Questa tassa che pesa su persone già  costrette a una vita precaria, aggravata dalla crisi, risulta ancora di più beffarda in quanto era stata presentata come un contributo fondamentale per migliorare la macchina amministrativa italiana e per rendere il servizio per gli stranieri “ancora di più” celere e adeguato.”

Si leggeva qualche giorno fa sul sito stranieriinitalia.it: “è inaccettabile che dove la legge è uguale per tutti esistano leggi “più uguali” delle altre. Perché se dal trenta gennaio una legge obbligherà  tutti gli immigrati a vuotarsi le tasche per il permesso di soggiorno, c’è n’è anche una, in vigore dal 1998, che dice che il rinnovo del permesso dovrebbe arrivare entro venti giorni (venti, non quarantacinque!) dalla domanda. (…)

Dal trenta gennaio, più di prima, si dovrà  allora pretendere che lo Stato rispetti le sue leggi centrando quel traguardo. Altrimenti, quando Aziz sborserà  cento euro e si vedrà  arrivare comunque il permesso dopo dieci mesi, cosa dovrà  fare? Potrà  chiedere il rimborso dei soldi versati per un servizio che non gli è stato garantito? Quali saranno gli strumenti a sua disposizione?”

Nei giorni scorsi però l’opinione pubblica e le associazioni del sociale si sono fatte sentire contro la tassa richiedendo al nuovo governo di dire qual è la sua posizione in merito.

Si è mobilitato il mondo cattolico con la CEI. “L’entrata in vigore, il prossimo 30 gennaio, del decreto del Governo precedente che stabilisce una sovrattassa da 80 fino a 200 euro per i permessi di soggiorni e la carta di soggiorno degli immigrati residenti in Italia – mentre rimangono esclusi i permessi per protezione umanitaria e la conversione dei permessi di soggiorno validi – risulta essere “un sacrificio aggiuntivo solo per gli immigrati, già  profondamente provati in questo tempo di crisi economica”. Si tratta – spiega il Direttore generale della Fondazione Migrantes mons. Giancarlo Perego – di una “tassa ingiusta anche se porterà  nelle casse dello Stato almeno altri 200 milioni di euro, oltre ai già  100 milioni che ogni anno gli immigrati versano allo Stato italiano”.

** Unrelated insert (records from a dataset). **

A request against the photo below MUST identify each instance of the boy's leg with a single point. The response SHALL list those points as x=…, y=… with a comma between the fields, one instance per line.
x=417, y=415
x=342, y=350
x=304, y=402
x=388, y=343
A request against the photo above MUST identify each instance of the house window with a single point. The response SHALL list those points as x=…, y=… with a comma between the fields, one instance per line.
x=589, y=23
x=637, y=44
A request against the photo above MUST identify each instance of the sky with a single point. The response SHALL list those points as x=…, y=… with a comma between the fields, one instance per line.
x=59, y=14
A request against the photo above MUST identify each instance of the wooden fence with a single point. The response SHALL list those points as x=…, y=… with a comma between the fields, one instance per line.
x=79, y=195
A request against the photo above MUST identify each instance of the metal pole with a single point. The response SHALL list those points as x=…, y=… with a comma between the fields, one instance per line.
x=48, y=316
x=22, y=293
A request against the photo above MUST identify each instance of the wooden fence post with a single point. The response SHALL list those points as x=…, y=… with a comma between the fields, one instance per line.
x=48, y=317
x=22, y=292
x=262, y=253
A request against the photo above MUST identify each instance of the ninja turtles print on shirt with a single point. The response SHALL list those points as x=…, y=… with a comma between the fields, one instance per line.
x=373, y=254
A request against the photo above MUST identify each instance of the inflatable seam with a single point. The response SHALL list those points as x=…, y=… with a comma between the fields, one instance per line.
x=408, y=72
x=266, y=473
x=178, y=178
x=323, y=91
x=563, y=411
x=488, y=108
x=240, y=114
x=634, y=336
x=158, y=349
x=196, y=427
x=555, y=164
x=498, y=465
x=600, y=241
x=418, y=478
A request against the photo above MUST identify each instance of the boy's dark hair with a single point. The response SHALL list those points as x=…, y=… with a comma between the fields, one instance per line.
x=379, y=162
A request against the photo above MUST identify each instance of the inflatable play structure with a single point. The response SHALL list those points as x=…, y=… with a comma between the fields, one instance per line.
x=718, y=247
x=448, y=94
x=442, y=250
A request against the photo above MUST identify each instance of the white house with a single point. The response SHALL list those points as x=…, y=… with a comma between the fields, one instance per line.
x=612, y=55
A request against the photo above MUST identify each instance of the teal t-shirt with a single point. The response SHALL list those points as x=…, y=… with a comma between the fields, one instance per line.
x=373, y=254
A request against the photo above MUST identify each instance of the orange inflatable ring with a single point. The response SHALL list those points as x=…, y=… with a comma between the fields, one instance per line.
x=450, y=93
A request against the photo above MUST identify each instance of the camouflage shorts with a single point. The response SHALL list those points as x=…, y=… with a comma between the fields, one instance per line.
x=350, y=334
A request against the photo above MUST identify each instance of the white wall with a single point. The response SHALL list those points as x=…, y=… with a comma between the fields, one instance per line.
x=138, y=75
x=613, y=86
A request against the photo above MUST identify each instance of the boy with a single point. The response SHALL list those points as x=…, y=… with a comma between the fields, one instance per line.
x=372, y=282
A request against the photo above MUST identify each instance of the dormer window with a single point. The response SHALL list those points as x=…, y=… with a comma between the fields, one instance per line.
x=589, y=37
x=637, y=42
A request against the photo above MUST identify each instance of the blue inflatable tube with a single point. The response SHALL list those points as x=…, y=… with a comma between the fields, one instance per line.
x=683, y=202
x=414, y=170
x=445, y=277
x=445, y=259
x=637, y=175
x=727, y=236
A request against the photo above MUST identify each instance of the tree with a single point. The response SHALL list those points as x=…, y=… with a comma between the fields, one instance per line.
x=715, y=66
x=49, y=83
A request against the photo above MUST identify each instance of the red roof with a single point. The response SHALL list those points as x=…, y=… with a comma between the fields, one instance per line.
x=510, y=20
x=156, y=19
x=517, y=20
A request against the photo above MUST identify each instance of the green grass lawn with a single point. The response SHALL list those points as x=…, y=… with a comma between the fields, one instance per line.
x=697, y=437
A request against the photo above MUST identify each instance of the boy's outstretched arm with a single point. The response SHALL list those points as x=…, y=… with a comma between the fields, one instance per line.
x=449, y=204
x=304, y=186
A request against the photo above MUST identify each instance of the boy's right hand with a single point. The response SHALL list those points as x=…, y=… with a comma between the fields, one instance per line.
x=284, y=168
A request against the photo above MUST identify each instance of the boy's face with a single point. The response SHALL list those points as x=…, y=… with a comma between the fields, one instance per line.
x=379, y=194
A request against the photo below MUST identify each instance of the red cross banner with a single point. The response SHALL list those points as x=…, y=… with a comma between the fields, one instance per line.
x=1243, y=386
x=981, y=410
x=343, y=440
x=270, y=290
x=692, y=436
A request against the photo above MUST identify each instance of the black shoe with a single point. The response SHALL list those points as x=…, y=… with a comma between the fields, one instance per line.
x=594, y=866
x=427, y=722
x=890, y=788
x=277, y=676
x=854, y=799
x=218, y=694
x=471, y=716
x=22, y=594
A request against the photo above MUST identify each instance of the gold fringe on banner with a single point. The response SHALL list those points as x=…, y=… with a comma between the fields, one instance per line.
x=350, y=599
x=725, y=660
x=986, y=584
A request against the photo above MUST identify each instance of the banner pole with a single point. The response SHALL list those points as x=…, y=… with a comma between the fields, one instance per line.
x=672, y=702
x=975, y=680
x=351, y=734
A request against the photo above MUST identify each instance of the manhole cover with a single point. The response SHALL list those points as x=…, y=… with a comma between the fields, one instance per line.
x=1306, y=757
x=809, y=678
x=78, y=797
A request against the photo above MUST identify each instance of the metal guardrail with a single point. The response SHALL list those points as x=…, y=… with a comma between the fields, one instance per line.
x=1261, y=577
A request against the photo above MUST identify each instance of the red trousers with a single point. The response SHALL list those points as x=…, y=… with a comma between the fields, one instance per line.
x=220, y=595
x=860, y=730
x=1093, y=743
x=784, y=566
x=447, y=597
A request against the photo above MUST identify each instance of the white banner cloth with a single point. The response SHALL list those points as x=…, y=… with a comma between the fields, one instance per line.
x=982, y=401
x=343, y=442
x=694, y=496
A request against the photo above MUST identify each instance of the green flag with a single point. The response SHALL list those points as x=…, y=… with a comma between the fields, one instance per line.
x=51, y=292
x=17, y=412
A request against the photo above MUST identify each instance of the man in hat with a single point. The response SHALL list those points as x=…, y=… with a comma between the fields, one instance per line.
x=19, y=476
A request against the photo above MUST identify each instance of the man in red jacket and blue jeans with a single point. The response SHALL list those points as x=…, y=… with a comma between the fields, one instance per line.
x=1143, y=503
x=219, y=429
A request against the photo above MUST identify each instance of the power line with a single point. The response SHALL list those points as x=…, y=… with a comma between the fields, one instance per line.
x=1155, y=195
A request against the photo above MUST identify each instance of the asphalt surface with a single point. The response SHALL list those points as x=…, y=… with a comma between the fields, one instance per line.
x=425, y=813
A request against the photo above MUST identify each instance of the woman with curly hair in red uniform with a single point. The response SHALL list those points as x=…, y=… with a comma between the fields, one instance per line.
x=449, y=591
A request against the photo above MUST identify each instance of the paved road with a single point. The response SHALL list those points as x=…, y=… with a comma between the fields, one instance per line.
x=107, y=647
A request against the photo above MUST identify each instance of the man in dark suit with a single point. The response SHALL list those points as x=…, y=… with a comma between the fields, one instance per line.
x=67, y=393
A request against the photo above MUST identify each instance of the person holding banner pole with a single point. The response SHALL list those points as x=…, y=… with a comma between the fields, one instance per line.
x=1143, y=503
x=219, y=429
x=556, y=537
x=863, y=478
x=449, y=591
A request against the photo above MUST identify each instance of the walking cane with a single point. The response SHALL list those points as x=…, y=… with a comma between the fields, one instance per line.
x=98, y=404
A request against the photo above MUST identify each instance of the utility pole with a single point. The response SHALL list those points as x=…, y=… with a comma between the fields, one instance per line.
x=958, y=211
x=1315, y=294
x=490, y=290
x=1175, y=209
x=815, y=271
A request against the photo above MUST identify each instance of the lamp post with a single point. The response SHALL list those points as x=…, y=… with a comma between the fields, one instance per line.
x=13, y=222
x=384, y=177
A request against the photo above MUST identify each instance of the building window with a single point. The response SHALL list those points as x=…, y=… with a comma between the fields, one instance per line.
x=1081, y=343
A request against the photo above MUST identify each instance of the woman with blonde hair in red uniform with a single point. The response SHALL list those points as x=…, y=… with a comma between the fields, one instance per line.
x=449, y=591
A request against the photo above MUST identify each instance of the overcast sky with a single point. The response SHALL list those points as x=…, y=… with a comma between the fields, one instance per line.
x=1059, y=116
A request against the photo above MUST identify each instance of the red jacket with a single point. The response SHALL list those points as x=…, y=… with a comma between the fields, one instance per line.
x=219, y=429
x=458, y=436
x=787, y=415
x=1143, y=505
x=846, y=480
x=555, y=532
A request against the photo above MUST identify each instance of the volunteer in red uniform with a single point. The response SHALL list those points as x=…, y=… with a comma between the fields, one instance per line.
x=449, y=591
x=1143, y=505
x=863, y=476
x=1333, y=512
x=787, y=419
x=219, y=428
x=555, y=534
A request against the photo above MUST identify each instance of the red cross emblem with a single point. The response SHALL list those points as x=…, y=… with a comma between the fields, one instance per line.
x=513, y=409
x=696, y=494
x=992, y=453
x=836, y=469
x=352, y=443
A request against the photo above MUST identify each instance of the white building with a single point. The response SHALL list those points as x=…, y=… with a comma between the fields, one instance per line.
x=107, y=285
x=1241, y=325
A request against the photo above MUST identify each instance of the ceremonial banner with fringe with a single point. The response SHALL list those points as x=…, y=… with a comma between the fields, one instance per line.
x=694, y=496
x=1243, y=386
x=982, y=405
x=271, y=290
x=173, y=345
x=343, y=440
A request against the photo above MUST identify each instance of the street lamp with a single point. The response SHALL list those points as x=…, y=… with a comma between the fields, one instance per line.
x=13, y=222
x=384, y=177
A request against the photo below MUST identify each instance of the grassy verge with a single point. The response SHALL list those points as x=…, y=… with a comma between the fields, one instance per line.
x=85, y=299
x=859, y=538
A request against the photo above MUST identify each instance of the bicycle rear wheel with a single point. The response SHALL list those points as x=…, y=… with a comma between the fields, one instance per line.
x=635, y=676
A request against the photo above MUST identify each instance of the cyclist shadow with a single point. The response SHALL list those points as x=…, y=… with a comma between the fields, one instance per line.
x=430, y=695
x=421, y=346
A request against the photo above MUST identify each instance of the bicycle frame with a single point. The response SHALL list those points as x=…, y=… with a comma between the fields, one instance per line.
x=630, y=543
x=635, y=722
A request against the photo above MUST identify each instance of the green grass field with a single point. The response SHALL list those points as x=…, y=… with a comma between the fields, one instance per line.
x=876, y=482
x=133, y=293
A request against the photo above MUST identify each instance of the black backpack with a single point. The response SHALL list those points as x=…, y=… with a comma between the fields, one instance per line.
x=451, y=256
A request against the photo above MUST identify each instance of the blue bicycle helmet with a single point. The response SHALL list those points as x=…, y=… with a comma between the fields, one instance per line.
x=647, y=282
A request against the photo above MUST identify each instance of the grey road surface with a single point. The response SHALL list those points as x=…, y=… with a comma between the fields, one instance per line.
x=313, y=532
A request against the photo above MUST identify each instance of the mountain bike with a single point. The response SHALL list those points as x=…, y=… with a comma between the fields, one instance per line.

La Migrantes auspica “almeno che le risorse aggiuntive che gli immigrati verseranno possano finalmente costituire un Fondo di solidarietà  presso il Ministero del Lavoro e delle politiche sociali o del Ministero della Cooperazione internazionale e Integrazione, ad esempio a tutela dei ricongiungimenti familiari, della salute degli immigrati; a favore dell’acquisto o del cambio della casa (l’85% degli immigrati contro il 15% degli italiani è in affitto, che pesa talora oltre il 50% sullo stipendio), di progetti di integrazione scolastica per gli oltre 700.000 studenti, più che ancora una volta per la gestione della sicurezza”.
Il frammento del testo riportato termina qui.